Der Aufzugsschacht ermöglicht allen Besuchern barrierefrei den Zugang zu den stählernen Wegen in luftiger Höhe von 10 bis 28 Metern. Der 440 Meter lange Wipfelweg schlängelt sich an 630 kartierten Bäumen entlang.

Das Highlight der Landesgartenschau

Der 31 Meter hohe Stahlbetonturm beherbergt den Aufzugsschacht und dient der v-förmigen Stahlkonstruktion mit umlaufenden Treppen als Auflager und Stützpunkt. Mehrere Plattformen unterbrechen die Himmelsleiter. Der Aufzug bietet auf beiden Plattformen die Möglichkeit des barrierefreien Ein- oder Aussteigens.

Die ortsansässige Holtmeyer Bauunternehmen GmbH erhielt kurzfristig den Auftrag, die Stahlbetonkonstruktion für den Fahrstuhlschacht noch vor Wintereinbruch fertigzustellen, damit anschließend die Stahlbauarbeiten beginnen konnten.

Als langjähriger Kunde von Paschal wandte sich Jens Holtmeyer an den Steinacher Schalungshersteller. Die Holtmeyer Bauunternehmen GmbH verfügt über eigene Paschal-Systeme, jedoch nicht über Klettersysteme, die bei einem „Turmbau“ aus Stahlbeton unerlässlich sind.

Sportlicher Bauzeitenplan – aufwändige Gründungen

Bedingt durch die kurzfristige Auftragserteilung und den nahenden Winter war Eile geboten. Hinzu kam, dass alle Gründungsarbeiten, sowohl für den Aufzugsschacht sowie für die Fundamente der stählernen Baumwipfelpfadstützen mittels Bohrpfählen aufwändig und zeitintensiv gegründet werden mussten.

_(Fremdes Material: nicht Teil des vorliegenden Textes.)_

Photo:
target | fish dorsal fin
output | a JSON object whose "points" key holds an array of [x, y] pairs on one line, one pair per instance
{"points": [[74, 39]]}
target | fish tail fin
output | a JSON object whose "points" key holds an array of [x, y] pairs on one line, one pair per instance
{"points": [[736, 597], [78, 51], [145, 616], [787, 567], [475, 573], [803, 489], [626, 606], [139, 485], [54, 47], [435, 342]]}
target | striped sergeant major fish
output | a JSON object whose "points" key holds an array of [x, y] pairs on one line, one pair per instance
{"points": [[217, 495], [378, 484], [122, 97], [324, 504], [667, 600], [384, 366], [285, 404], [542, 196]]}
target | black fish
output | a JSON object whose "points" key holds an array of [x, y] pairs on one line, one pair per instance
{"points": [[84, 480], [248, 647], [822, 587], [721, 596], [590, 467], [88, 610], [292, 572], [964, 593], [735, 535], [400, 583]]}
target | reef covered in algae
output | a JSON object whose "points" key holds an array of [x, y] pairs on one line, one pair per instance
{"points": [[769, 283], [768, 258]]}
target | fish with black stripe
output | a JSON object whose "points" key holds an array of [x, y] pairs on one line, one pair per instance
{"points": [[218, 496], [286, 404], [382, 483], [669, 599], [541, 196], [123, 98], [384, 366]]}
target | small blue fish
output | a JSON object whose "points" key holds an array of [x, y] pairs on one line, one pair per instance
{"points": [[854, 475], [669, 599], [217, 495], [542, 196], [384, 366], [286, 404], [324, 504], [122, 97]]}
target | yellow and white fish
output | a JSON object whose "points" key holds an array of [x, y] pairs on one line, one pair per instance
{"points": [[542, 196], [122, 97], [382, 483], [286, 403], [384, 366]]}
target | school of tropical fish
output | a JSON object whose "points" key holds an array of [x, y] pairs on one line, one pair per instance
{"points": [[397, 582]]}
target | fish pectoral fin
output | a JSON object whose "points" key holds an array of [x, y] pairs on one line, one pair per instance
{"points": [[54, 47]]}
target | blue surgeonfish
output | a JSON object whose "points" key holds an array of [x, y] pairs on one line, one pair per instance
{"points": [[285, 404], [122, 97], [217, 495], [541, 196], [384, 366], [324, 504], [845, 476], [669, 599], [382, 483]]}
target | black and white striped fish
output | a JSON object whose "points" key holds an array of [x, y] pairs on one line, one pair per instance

Gründungskonstruktion für den Aufzugsschacht mit tragender Bodenplatte für die Stahltreppenkonstruktion

Die 8,5 x 8,5 Meter große Tragplatte mit einer Dicke von 0,80 Meter wurde auf 16 Bohrpfählen gegründet. Die Aufzugsunterfahrt ist mit 1,20 m dicken Stahlbetonwandungen eingefasst und ragt 1,30 m in die Tiefe. Darunter befindet sich eine Stahlbetonplatte mit 0,50 m Dicke. Die Holtmeyer Bauunternehmen GmbH nutzte zum Einschalen der Basiskonstruktion das Schalungssystem LOGO.3 der Marke PASCHAL. Die 0,30 m dicken Stahlbetonschachtwände mit einem lichten Maß von 2,75 m / 2,75 m sind auf der 0,80 m dicken Stahlbetontragplatte gegründet. Der darauf aufbauende Aufzugsschacht wurde mit nur zwei Systemen von PASCHAL von der Holtmeyer Bauunternehmen GmbH betoniert.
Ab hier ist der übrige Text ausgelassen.